Q: What is the NIOSH hierarchy of controls?
A: NIOSH and OSHA both promote the hierarchy of controls: Elimination → Substitution → Engineering controls → Administrative controls → PPE. This framework prioritizes eliminating hazards over controlling exposure through PPE. OSHA regulations typically require engineering controls where feasible before mandating PPE.
Q: Does NIOSH certify hard hats or safety glasses?
A: No — NIOSH certifies respiratory protective equipment under 42 CFR Part 84. Hard hats, safety glasses, and other PPE are certified by private testing laboratories (UL, CSA) to ANSI/ISEA standards. OSHA references these ANSI standards in its PPE regulations.

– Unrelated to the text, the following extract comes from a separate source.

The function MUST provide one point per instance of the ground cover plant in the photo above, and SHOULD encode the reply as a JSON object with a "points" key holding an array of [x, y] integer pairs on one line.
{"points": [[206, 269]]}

Q: Can employees request NIOSH evaluate their workplace?
A: Yes — three or more employees (or a union representative) can request a Health Hazard Evaluation from NIOSH at no cost. NIOSH investigators will assess the workplace, conduct exposure measurements, and provide recommendations. The employer cannot retaliate against workers for requesting an HHE.
Q: How current are OSHA's PELs?
A: Many OSHA PELs are based on 1968 ACGIH TLVs and have not been substantially updated since 1971. OSHA's attempts to update PELs comprehensively (e.g., the 1989 Air Contaminants Standard) were overturned in court. Newer specific standards (asbestos 1986, silica 2016, beryllium 2017) have more current PELs, but the bulk of OSHA's PEL table reflects 1970-era science.
Q: Where can I find NIOSH-approved PPE for my workplace?
A: WCSafety.com carries NIOSH-approved respirators verified against the NIOSH Certified Equipment List, plus ANSI-compliant hard hats, safety glasses, and other PPE meeting applicable OSHA-referenced standards.
Hierarchy of Controls: Engineering Over PPE
OSHA and NIOSH both emphasize that personal protective equipment is the last resort in the hierarchy of controls. The proper order of hazard control is:
- Elimination: Remove the hazard entirely from the workplace. The most effective and preferred approach when feasible.
- Substitution: Replace a hazardous material or process with a less hazardous one. Replacing a toxic solvent with a water-based alternative is a classic example.
- Engineering controls: Physical changes to the work environment that reduce or eliminate exposure — local exhaust ventilation, machine guarding, enclosures, noise barriers.
- Administrative controls: Work practice changes, scheduling (limiting exposure duration), training, and written procedures that reduce exposure without physical changes to the environment.
- Personal Protective Equipment (PPE): The final barrier — respirators, hard hats, safety glasses, gloves, and hearing protection. PPE does not reduce the hazard; it only protects the worker from exposure that engineering and administrative controls have not eliminated.
OSHA regulations typically require that engineering controls be implemented to the extent feasible before mandating PPE. An employer who relies solely on PPE without exploring engineering controls may face OSHA citations under the applicable standard or the General Duty Clause. PPE is essential where other controls are not feasible, but it is the last line of defense, not the first.
Q: Does OSHA have jurisdiction over federal government employees?
A: Federal government employees are covered under Executive Order 12196 (Federal OSHA), administered by each federal agency under OSHA oversight. Federal agencies must comply with OSHA standards and maintain safety programs equivalent to private sector requirements. OSHA can inspect federal workplaces and recommend abatement — but cannot issue citations and fines to federal agencies.